Archaeobotany (the study of plants from archaeological sites) can give fundamental information about the presence of people activity and various land uses along past millennia, in prehistoric and historic centuries[2][3][4][5]. For several reasons, however, the integration between results from past and present contexts is negligible, and it is more common to find papers written by archaeobotanists to botanists[6], by historians to palaeoecologists[7], and by palaeoecologists to ecologists[8], rather than by ecologists towards palaeoecologists[9]. An interdisciplinary dialogue on the dynamic interactions between nature and society, focusing on long-term environmental data, is an essential tool to better-informed landscape management decisions that develop equilibrium between conservation and sustainable resources exploitation.


  1. Mercuri, Anna Maria; Florenzano, Assunta; The Long-Term Perspective of Human Impact on Landscape for Environmental Change (LoTEC) and Sustainability: from botany to the interdisciplinary approach. Sustainability 2019, 11, 413, 10.3390/su11020413.
  2. Willcox, George; Evidence for plant exploitation and vegetation history from three Early Neolithic pre-pottery sites on the Euphrates (Syria). Vegetation History and Archaeobotany 1996, 5, 143-152, 10.1007/bf00189445.
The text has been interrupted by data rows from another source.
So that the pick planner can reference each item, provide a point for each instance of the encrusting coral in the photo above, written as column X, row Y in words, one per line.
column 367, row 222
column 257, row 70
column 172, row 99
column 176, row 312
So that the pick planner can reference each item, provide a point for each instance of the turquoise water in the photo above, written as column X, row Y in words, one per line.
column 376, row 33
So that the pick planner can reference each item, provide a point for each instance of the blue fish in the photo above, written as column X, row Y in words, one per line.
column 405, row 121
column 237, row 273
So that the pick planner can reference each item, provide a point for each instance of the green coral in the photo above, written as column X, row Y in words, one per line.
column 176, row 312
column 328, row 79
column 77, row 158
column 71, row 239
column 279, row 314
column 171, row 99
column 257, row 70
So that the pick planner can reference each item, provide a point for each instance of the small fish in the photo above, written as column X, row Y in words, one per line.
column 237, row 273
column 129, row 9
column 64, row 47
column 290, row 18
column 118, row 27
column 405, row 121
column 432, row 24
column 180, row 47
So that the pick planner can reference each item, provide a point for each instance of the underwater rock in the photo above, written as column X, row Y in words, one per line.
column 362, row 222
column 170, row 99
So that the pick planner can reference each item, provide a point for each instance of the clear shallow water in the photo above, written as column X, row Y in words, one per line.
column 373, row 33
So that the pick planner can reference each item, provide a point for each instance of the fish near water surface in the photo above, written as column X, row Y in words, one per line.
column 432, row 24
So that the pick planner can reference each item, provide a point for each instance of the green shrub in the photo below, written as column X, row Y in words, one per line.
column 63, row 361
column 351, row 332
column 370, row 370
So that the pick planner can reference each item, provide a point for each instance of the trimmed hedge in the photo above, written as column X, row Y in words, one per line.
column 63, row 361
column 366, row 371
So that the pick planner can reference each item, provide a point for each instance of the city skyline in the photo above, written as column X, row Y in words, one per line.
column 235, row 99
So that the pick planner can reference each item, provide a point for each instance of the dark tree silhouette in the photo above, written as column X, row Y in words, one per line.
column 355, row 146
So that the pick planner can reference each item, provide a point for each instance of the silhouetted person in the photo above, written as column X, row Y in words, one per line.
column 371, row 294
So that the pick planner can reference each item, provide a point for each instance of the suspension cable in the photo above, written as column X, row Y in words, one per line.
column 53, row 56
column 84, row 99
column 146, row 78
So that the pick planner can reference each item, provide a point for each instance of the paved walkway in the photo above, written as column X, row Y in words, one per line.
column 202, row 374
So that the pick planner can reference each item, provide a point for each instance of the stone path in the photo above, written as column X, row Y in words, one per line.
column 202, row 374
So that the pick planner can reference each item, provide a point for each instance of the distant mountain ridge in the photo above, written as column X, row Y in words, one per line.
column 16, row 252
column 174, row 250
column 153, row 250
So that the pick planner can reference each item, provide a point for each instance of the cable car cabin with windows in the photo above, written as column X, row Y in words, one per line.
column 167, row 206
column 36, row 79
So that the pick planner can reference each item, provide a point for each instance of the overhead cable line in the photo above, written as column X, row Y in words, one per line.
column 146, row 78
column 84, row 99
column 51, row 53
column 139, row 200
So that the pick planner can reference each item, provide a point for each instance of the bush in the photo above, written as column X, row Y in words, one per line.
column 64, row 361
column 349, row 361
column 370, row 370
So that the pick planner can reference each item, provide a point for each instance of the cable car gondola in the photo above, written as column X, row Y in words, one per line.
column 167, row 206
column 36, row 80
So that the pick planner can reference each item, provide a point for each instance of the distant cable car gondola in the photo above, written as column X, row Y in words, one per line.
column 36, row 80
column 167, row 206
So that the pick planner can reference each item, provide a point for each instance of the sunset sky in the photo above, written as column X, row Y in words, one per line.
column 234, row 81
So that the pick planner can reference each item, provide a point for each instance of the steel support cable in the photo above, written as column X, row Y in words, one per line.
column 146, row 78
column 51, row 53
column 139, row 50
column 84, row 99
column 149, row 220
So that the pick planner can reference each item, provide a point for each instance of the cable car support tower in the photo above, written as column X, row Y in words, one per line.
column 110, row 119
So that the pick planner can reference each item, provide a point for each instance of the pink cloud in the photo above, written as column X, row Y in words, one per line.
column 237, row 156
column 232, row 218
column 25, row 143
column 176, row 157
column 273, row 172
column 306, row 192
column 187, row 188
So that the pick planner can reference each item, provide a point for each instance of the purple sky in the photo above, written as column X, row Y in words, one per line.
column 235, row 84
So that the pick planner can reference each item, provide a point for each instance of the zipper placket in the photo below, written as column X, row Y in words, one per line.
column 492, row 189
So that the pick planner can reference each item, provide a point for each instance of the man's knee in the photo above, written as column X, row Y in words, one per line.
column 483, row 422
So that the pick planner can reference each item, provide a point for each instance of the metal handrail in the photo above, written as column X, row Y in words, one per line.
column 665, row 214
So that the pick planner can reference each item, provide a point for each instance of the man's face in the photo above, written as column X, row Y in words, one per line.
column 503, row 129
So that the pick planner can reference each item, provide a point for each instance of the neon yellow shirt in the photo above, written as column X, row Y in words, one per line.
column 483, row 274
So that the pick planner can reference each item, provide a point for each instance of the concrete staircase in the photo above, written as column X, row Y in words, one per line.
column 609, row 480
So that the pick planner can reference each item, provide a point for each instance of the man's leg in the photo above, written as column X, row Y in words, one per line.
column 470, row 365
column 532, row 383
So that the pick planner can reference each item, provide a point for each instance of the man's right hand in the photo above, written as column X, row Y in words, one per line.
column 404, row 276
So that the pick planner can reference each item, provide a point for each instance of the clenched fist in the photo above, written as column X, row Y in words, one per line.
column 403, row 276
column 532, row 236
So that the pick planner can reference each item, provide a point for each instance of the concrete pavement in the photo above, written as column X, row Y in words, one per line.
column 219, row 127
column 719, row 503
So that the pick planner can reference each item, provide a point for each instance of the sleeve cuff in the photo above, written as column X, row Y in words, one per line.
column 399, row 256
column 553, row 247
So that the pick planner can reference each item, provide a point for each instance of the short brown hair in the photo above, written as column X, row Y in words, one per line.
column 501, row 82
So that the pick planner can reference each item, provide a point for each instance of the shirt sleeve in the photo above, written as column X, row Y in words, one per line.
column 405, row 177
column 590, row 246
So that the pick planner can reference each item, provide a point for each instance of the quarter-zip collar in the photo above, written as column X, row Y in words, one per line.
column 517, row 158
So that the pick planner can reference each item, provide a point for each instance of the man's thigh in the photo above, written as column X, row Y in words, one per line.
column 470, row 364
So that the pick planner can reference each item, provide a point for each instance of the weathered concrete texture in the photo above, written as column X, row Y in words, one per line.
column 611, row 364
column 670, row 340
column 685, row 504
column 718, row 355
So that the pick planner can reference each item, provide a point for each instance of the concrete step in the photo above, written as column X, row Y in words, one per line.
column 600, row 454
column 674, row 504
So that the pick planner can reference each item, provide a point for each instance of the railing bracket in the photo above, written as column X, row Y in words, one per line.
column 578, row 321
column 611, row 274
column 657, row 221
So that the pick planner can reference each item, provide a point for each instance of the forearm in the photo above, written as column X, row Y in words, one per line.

  3. Mercuri, Anna Maria; Sadori, Laura; Blasi, Carlo; Editorial: Archaeobotany for cultural landscape and human impact reconstructions. Plant Biosystems - An International Journal Dealing with all Aspects of Plant Biology 2010, 144, 860-864, 10.1080/11263504.2010.514137.
  4. Hunt, C.O.; Rabett, R.J.; Holocene landscape intervention and plant food production strategies in island and mainland Southeast Asia. Journal of Archaeological Science 2014, 51, 22-33, 10.1016/j.jas.2013.12.011.
  5. Pérez-Jordà, Guillem; Peña-Chocarro, Leonor; Picornell-Gelabert, Llorenç; Carrión Marco, Yolanda; Agriculture between the third and first millennium bc in the Balearic Islands: the archaeobotanical data. Vegetation History and Archaeobotany 2017, 27, 253-265, 10.1007/s00334-017-0618-y.
  6. Mercuri, Anna Maria; Marignani, Michela; Sadori,Laura; 2013 Palynology: The bridge between paleoecology and ecology for the understanding of human-induced global changes in the Mediterranean Area. Annali di Botanica (Roma) 2013, 3, 107-113, 10.4462/annbotrm-10332.
  7. Izdebski, Adam; Holmgren, Karin; Weiberg, Erika; Stocker, Sharon R.; Büntgen, Ulf; et al.; Realising consilience: How better communication between archaeologists, historians and natural scientists can transform the study of past climate change in the Mediterranean. Quaternary Science Reviews 2016, 136, 5-22, 10.1016/j.quascirev.2015.10.038.
  8. Hjelle, Kari Loe; Kaland, Sigrid; Kvamme, Mons; Lødøen, Trond Klungseth; Natlandsmyr, Brith; Ecology and long-term land-use, palaeoecology and archaeology – the usefulness of interdisciplinary studies for knowledge-based conservation and management of cultural landscapes. International Journal of Biodiversity Science, Ecosystem Services & Management 2012, 8, 321-337, 10.1080/21513732.2012.739576.
  9. Marignani, Michela; Chiarucci, Alessandro; Sadori, Laura; Mercuri, Anna Maria; Natural and human impact in Mediterranean landscapes: An intriguing puzzle or only a question of time?. Plant Biosystems - An International Journal Dealing with all Aspects of Plant Biology 2016, 151, 1-6, 10.1080/11263504.2016.1244121.